Maryland Lawmakers Move to Block Frederick Biolab Shutdown

Exterior photo of the National Biodefense Analysis and Countermeasures Center, located at Fort Detrick in Frederick. (Photo: DHS) Exterior photo of the National Biodefense Analysis and Countermeasures Center, located at Fort Detrick in Frederick. (Photo: DHS)

WASHINGTON (Sept. 27, 2017)—Lawmakers are fighting to preserve a long-standing research laboratory in Frederick after President Donald Trump's proposed budget for fiscal year 2018 eliminated the facility's funding.

The National Biodefense Analysis and Countermeasures Center, located at Fort Detrick in Frederick, is one of seven facilities of its kind in the country. The $143 million center, which opened in 2010, operates under the Department of Homeland Security, employs more than 180 people and often assists the FBI and law enforcement agencies in investigating bioterrorism and biocrime.

Rep. John Delaney, D-Potomac, along with Maryland Democratic Sens. Ben Cardin and Chris Van Hollen successfully added amendments to a defense authorization bill to prevent the center from being immediately shut down.

At the end of May, Trump presented a detailed budget to Congress that included a 28 percent reduction in funding to the Science and Technology Directorate of DHS. The same week, the Frederick research center received a letter from DHS stating that the facility's closing procedures should start on Oct. 1, with anticipated decommissioning by Sept. 30, 2018.

"I am concerned that this is part of an ill-advised agenda by the Trump Administration to reduce investments in actually effective and important parts of our security portfolio in order to pursue a political agenda," Delaney said in a statement days after Trump presented his budget. "This looks like they're cutting everything they can find to pay for a wall along the Mexican border."

The Frederick biodefense center contains "Biosafety Level 4" labs, which is the highest safety classification. This accreditation is required for work with pathogens for which no vaccine or treatment exists, and it allows the program to test and analyze life-threatening agents such as anthrax and the Ebola virus.

DHS's Science and Technology budget proposal states that the Fort Detrick facility's capabilities "can be replicated at other facilities." The budget document also justified cuts to the lab facilities, saying the funds would go towards some of Trump's campaign promises.

"The proposed strategic reductions will ensure that S&T is right-sized for the future and allow S&T to focus on the highest priority needs of the Homeland Security Enterprise (HSE), such as border security and immigration technology," the document states.

The biosafety lab center is managed by Battelle National Biodefense Institute. Spokesman Brian Gaudet said the facility helps fulfill national safety goals.

"NBACC has two primary missions: one is threat characterization, basically looking at all the potential select agents that are out there that can be used against the American populace to harm human life," Gaudet said. "It's our job to basically look at the gaps out there, what potential select agents are out there, what do we know about it, and what can we propose to other agencies as countermeasures."

In addition to the work the Frederick facility does for the nation, it is also actively involved in the Frederick community through donations to the STEM programs in the county's public schools and helping initiate the Maryland Science Olympiad program, Gaudet added.

"We've been in Frederick for a decade," he said. "We've worked hard over that time to really become a part of the business and civic community in Frederick."

Fort Detrick also houses two other Biosafety Level 4 labs which were not fully defunded by Trump's budget proposal.
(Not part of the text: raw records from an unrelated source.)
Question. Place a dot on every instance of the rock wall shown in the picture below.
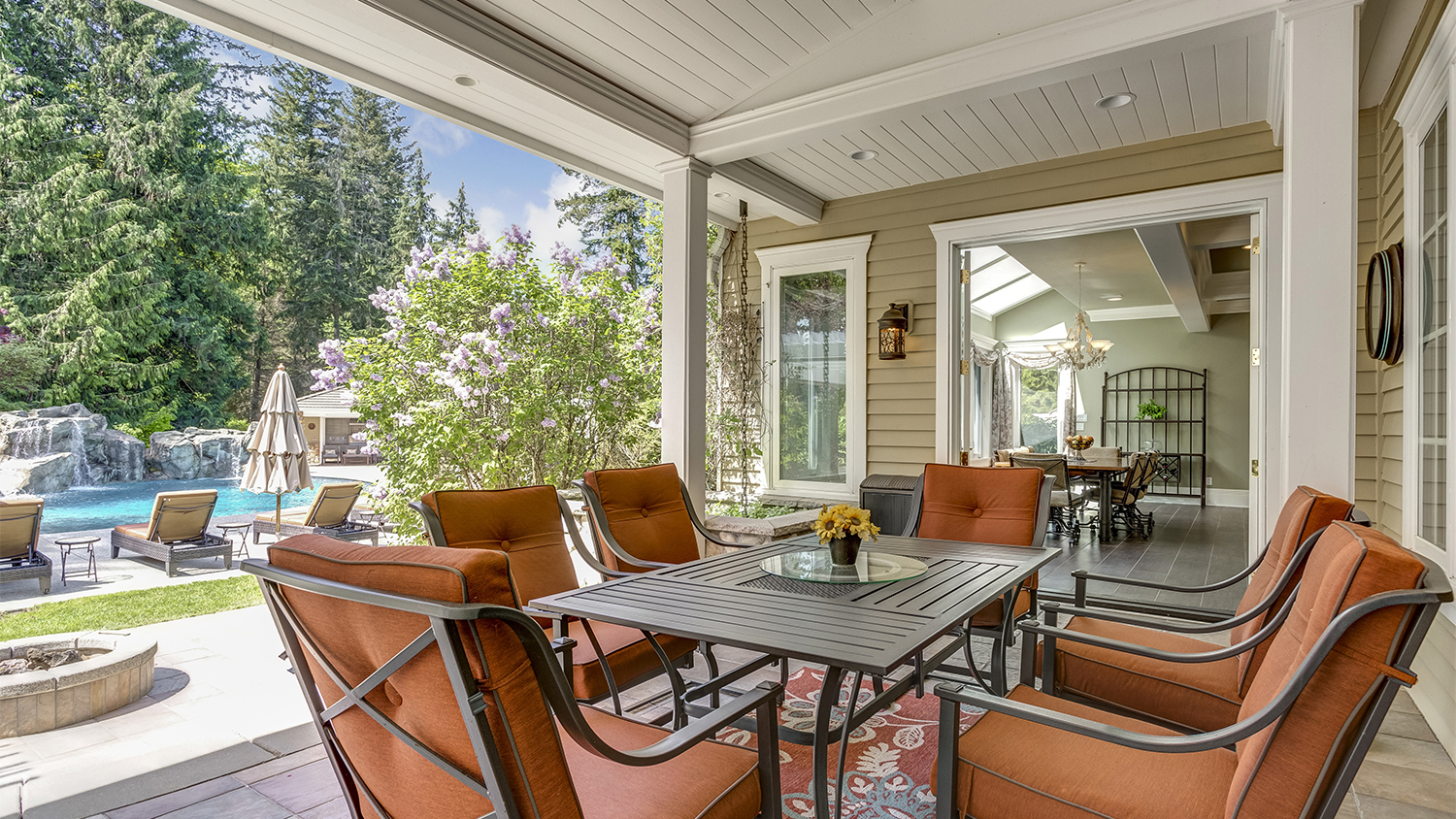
(197, 452)
(54, 448)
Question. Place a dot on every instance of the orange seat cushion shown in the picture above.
(708, 781)
(645, 513)
(628, 653)
(1200, 696)
(1012, 769)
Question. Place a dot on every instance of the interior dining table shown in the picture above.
(1104, 470)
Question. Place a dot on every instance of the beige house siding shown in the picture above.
(902, 258)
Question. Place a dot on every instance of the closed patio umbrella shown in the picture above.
(279, 460)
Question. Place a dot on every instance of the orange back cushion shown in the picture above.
(980, 505)
(645, 513)
(1284, 764)
(1304, 513)
(523, 522)
(357, 639)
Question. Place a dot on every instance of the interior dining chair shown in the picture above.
(1156, 670)
(1007, 507)
(526, 524)
(1312, 711)
(1068, 496)
(437, 699)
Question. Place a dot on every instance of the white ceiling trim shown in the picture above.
(1133, 313)
(1018, 58)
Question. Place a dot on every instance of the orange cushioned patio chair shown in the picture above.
(437, 699)
(1152, 670)
(328, 513)
(1312, 710)
(20, 556)
(526, 524)
(175, 531)
(1008, 507)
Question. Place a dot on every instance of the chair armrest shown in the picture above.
(1179, 626)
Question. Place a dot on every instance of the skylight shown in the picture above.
(999, 281)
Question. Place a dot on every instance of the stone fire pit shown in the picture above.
(116, 671)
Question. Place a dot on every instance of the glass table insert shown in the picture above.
(814, 565)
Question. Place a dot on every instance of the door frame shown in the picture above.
(1261, 197)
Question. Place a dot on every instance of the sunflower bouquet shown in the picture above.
(842, 521)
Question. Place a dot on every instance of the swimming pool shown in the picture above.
(105, 507)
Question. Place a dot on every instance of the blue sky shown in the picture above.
(504, 185)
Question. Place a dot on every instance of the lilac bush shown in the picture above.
(495, 373)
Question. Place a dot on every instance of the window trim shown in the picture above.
(1430, 92)
(849, 253)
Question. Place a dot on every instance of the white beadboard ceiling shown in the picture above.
(777, 93)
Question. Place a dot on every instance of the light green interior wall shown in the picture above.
(1162, 343)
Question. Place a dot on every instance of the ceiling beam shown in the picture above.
(783, 198)
(1170, 255)
(1004, 66)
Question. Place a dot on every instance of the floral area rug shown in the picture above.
(887, 770)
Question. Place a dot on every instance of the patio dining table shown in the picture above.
(850, 629)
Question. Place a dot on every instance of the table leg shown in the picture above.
(1104, 507)
(829, 696)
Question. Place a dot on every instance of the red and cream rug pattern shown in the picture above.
(887, 770)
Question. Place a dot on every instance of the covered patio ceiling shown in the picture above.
(777, 93)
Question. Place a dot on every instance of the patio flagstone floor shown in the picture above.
(224, 732)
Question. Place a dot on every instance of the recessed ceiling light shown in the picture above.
(1115, 101)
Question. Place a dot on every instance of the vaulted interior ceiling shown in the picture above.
(777, 93)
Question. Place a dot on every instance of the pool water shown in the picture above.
(105, 507)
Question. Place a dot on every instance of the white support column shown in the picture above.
(1321, 83)
(684, 320)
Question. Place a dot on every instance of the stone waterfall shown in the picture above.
(54, 448)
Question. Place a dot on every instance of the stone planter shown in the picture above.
(43, 700)
(754, 531)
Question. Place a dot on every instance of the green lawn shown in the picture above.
(125, 609)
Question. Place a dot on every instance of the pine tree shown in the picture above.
(612, 221)
(459, 221)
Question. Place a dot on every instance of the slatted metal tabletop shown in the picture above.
(867, 627)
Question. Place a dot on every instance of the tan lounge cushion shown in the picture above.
(1199, 696)
(1012, 769)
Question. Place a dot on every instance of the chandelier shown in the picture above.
(1079, 351)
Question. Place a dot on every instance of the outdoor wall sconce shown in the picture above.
(894, 326)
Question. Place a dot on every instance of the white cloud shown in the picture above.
(542, 220)
(440, 137)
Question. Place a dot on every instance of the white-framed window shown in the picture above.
(815, 335)
(1429, 516)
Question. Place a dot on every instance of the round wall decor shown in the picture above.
(1385, 305)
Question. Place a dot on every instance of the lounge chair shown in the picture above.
(437, 699)
(328, 515)
(177, 531)
(1142, 667)
(20, 557)
(1313, 708)
(526, 522)
(1008, 507)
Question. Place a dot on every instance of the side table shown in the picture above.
(242, 536)
(67, 544)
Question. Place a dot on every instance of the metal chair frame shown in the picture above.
(1348, 755)
(1005, 635)
(488, 778)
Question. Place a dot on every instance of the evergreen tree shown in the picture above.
(612, 221)
(459, 221)
(116, 203)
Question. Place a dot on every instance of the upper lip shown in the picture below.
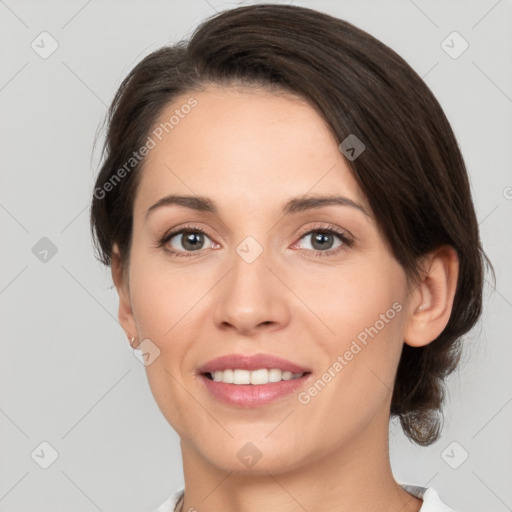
(250, 362)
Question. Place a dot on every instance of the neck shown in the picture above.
(356, 476)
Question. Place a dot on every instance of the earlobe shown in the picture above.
(125, 312)
(432, 301)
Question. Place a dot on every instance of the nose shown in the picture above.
(251, 299)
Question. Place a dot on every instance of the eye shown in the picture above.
(187, 240)
(322, 240)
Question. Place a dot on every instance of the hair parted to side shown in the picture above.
(411, 172)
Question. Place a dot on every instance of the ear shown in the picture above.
(120, 278)
(431, 302)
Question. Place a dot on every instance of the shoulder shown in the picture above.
(431, 500)
(170, 503)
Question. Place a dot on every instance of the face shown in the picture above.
(314, 286)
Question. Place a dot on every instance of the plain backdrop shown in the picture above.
(73, 396)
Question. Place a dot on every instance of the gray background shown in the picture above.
(68, 377)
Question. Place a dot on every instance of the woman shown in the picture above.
(230, 160)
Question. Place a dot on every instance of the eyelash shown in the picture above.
(329, 228)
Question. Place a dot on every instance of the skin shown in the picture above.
(250, 151)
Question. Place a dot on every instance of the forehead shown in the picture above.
(246, 145)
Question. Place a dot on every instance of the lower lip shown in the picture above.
(250, 395)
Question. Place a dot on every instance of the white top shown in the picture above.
(431, 500)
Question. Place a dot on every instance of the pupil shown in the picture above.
(193, 240)
(319, 238)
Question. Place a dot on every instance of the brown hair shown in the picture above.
(411, 172)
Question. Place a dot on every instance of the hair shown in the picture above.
(411, 171)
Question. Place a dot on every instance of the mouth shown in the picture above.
(242, 380)
(260, 377)
(253, 389)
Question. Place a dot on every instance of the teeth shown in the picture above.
(256, 377)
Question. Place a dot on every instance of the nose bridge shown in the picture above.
(250, 295)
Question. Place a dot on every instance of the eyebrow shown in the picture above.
(294, 205)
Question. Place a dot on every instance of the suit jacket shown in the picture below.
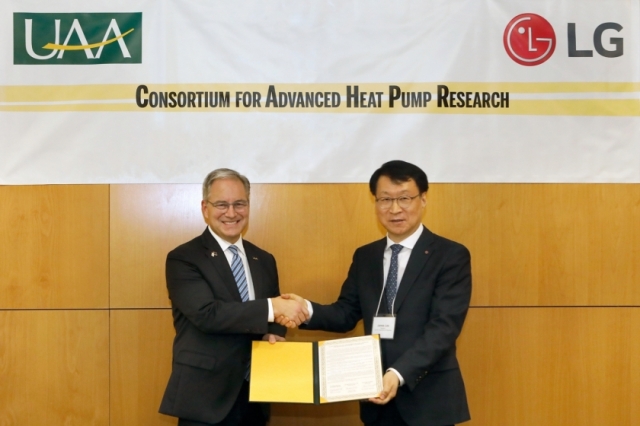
(214, 328)
(431, 305)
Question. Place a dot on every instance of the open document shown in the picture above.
(316, 372)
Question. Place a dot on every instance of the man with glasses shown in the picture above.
(224, 293)
(413, 288)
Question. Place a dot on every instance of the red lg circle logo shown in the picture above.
(529, 39)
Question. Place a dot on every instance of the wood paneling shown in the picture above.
(546, 244)
(532, 245)
(552, 366)
(54, 367)
(141, 342)
(147, 221)
(55, 246)
(312, 230)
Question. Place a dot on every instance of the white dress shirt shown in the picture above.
(224, 245)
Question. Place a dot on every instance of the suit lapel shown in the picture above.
(378, 267)
(220, 264)
(253, 259)
(417, 261)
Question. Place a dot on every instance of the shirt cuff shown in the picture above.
(270, 317)
(310, 309)
(397, 374)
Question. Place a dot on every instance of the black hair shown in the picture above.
(400, 171)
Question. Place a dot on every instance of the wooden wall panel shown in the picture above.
(55, 246)
(546, 244)
(552, 366)
(54, 367)
(141, 342)
(312, 230)
(531, 245)
(147, 221)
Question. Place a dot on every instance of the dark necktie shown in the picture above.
(238, 273)
(391, 287)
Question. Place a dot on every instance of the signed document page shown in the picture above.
(349, 369)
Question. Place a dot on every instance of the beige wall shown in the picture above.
(552, 337)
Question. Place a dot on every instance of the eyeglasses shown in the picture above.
(223, 206)
(404, 202)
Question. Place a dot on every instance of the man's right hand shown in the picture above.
(290, 311)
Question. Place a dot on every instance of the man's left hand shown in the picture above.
(273, 338)
(390, 383)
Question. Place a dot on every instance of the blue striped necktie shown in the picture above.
(238, 273)
(391, 287)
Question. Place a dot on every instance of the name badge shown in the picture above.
(384, 326)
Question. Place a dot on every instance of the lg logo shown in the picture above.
(530, 40)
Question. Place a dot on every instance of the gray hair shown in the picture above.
(223, 174)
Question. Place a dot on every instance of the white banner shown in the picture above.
(319, 91)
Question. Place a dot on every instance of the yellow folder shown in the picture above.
(290, 371)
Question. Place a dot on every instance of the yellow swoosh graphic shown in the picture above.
(52, 46)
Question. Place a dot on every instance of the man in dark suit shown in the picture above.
(224, 294)
(420, 285)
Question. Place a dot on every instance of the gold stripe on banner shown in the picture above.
(552, 99)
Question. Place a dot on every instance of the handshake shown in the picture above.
(290, 310)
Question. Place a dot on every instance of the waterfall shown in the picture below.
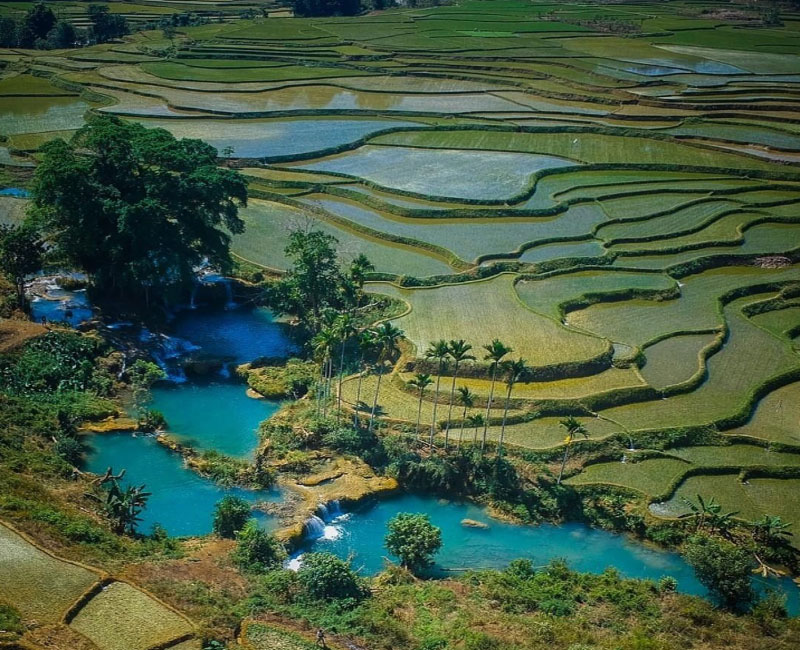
(315, 527)
(230, 303)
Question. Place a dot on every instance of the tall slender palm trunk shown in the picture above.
(435, 403)
(375, 401)
(339, 392)
(419, 416)
(463, 422)
(563, 464)
(489, 406)
(450, 407)
(358, 390)
(503, 426)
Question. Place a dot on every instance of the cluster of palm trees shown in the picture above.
(381, 344)
(337, 329)
(458, 351)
These labs operate under the U.S. Army and the National Institute of Allergy and Infectious Diseases.

Delaney's amendment to the defense authorization measure prohibits any Biosafety Level 4 lab—including the one at Fort Detrick—from being closed or transferred until a more in-depth analysis of the laboratory's function and contributions is completed.

After Delaney's amendment was added to the bill, the House passed it and sent it to the Senate for consideration.

"Closing NBACC would be bad for Frederick, but it would be worse for the country: we should not do anything to weaken our biodefense capabilities," Delaney said.

In the Senate, Cardin and Van Hollen sponsored an additional amendment which added one provision to Delaney's: a transition period. This amendment established a grace period during which no federal funds "may be used to support the closure, transfer, or other diminishment of the NBACC or its functions."

This additional amendment allows the Frederick lab to continue operations for at least one year after the defense authorization bill is passed or 180 days after the analysis of the facility's operations is submitted to Congress, whichever date comes later.

"Preventing this closure will allow for the Department of Homeland Security to work with other agencies that rely on this lab, and ensure that our country does not lose this essential capability," Cardin said in a statement last week. "This will ensure our continued ability to understand and counter against biological threats to our national security."

The Senate version of the defense authorization bill passed on Sept. 18.

Gaudet said funding for the Frederick lab is in the House appropriations package, currently awaiting Senate action. For the time being, the program has funding until the end of the program year, March 18, 2018.

"They are all our champions," Gaudet said of Cardin, Van Hollen and Delaney, "and they've done a fantastic job to help keep our lab alive."